12 天毛政吉と六眼銃(2018年4月号)

 幕末の種子島にアメリカ船で到来した天毛政吉(てんもうまさきち)(1831~92)の物語を徳島市の郷土史研究家、木嶋隆夫さん(80)が西之表市民フェアで紹介しました。
 政吉は安政6(1859)年6月、米海軍測量船クーパー号に乗って住吉村能野の海岸に上陸しました。元は淡路島の漁師で、安政3年、和歌山からミカンを積む船で伊勢に向かう途中、しけで5カ月間漂流します。捕鯨船に助けられたとき、仲間2人は餓死していました。捕鯨船で働き、帰国を熱望する政吉は安政5年秋、ハワイでク号に乗り移ります。
 ク号は香港、琉球を経て種子島に到着。政吉は通訳を務めました。島は「女殿様」松寿院の時代です。3日間の滞在中、乗員9人が能野、さらに赤尾木港(現西之表港)でも測量します。異人らは岸岐に上がり、慈遠寺(現八坂神社)で休憩し、お礼に甘美な味の飲み物(ワインか)を差し出し、お返しは焼酎でした。島人の茶のもてなしに対する返礼には怪獣(ヤギか)を、最後は連発の「六眼銃」を贈って去ります。
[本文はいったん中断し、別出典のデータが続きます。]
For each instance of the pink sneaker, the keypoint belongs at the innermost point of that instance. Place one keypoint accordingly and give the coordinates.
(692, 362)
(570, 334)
種子島家はこの六眼銃を量産し、島津久光が江戸上りのときに携行したそうです。
 政吉は徳島藩の武士に登用され軍艦の船長に出世します。木嶋さんは、ク号船長の航海日記や「種子島家譜」を探究し、種子島家の子孫で松寿院研究者の村川元子さんとも出会って、今回の講演が実現しました。
 能野の海岸を訪れた木嶋さんは「政吉上陸の地を自分の足で踏みしめることができて感無量。政吉と島人との交流の物語を四国や関西の若者にも知ってほしい」と語りました。種子島でもほとんど知られていない史実の伝承に、私も努めます。